Our first of many steps on that path began with the helping hands of therapists, doctors and family members who reached out to ensure that Simon had a healthy start to his toddler and preschool years. With weekly physical, occupational, vision and speech therapy he worked hard to develop the physical strength and fine motor skills that he would need to manipulate a cane and to read Braille. As his personality and verbal skills began to emerge, he would often engage his therapists and doctors in conversations befitting those of an older child.
As the years went on, we watched as special people were put onto our path in serendipitous ways. Two of these people were Rocco Fiorentino and his mother, Tina. Our paths crossed at a taping for a television show where they were featured for the extraordinary foundation that they founded to help families with children who are blind and multiply disabled. Tina and Rocco were pioneers on their own path and we were delighted to follow their lead. I spoke with Tina over the phone several times to inquire about Rocco’s experiences at school, about the technology that he used, and, because Rocco was a few years older than Simon, about what Simon’s future would possibly hold. Tina spoke to me with patience and encouragement. She also told me that as parents on this path we have to advocate for our children and we have to teach them to advocate for themselves.

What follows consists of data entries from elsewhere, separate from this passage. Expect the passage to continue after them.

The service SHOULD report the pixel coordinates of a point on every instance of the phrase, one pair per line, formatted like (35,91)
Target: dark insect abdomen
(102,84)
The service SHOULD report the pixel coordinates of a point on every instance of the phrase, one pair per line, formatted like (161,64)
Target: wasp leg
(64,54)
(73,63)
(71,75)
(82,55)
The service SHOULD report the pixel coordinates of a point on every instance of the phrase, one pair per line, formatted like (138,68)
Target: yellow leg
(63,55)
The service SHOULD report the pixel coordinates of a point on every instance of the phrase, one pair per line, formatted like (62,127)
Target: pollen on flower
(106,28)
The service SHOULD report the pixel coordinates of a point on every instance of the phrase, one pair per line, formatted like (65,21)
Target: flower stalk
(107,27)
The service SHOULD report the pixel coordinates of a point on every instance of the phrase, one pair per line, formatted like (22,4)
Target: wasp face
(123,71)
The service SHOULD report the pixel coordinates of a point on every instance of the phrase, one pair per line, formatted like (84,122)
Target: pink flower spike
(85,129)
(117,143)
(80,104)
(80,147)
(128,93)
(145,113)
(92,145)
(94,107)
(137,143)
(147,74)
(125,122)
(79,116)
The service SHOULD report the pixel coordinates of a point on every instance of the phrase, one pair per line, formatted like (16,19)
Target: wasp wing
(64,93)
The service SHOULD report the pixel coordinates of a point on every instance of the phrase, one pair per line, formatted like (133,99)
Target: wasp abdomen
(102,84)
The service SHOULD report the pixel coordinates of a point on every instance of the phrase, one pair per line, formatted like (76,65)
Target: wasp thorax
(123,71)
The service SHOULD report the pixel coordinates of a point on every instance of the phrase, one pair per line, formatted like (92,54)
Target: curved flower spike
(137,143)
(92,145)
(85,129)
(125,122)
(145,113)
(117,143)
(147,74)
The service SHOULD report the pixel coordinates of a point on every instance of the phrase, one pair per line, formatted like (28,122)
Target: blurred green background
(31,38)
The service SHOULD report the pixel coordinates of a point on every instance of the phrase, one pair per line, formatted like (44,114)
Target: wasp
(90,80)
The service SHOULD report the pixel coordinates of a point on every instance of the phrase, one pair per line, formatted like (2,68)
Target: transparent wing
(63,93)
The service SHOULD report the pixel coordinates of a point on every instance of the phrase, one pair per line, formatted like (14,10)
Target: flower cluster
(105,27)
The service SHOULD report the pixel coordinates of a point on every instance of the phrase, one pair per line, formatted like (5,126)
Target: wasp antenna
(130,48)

On the website for the Little Rock Foundation, I learned of all the outreach that Rocco and his parents do to educate families, educators and lawmakers about how to provide for the needs of the blind in a sighted world. I also learned about the free summer camp that they created, called Camp Little Rock.
Although Simon had an outgoing personality around teachers and adults, he tended to be shy around other children. When I posed the idea of attending Camp Little Rock to him, he was hesitant. We decided to visit for just one day to check it out. Tina was more than happy to have us as guests for the day and invited Simon to participate in the sports activities, to have lunch in the cafeteria, and to watch the talent show in the evening. Simon was hooked! He couldn’t wait to come back the following summer for the whole week.
Over the next two summers at Camp Little Rock, Simon was paired with supportive, enthusiastic, (and cool) volunteers for the week. He made new friends, chatted away about music lessons, sports and school. He swam in a lake and rowed a boat for the very first time, told jokes in the talent show, rode a horse, danced until exhaustion at the dance party, and this coming summer, for the first time, he’ll be sleeping over at the camp slumber party.
Camp Little Rock has provided a place for Simon to participate in activities that he would never have been exposed to in another setting. The determination and will to thrive that my husband and I witnessed when Simon was born, was evident in the chances that he took at Camp Little Rock. Climbing a rock wall, being guided over a narrow balance beam poised above a muddy swamp, sliding down an enormous slide into a chilly lake can be harrowing achievements for a child who, initially, was reluctant to step out of his comfort zone. Camp Little Rock allows Simon to shine, to demonstrate the strong life force that we knew he had from the beginning. For my husband and I, it has given us peace of mind knowing that there is a place where Simon can feel safe, feel free to be himself, and feel special, not just for his lack of eyesight, but for who he is inside. Camp Little Rock has been a beacon on our path and we are grateful for its bright light on our journey.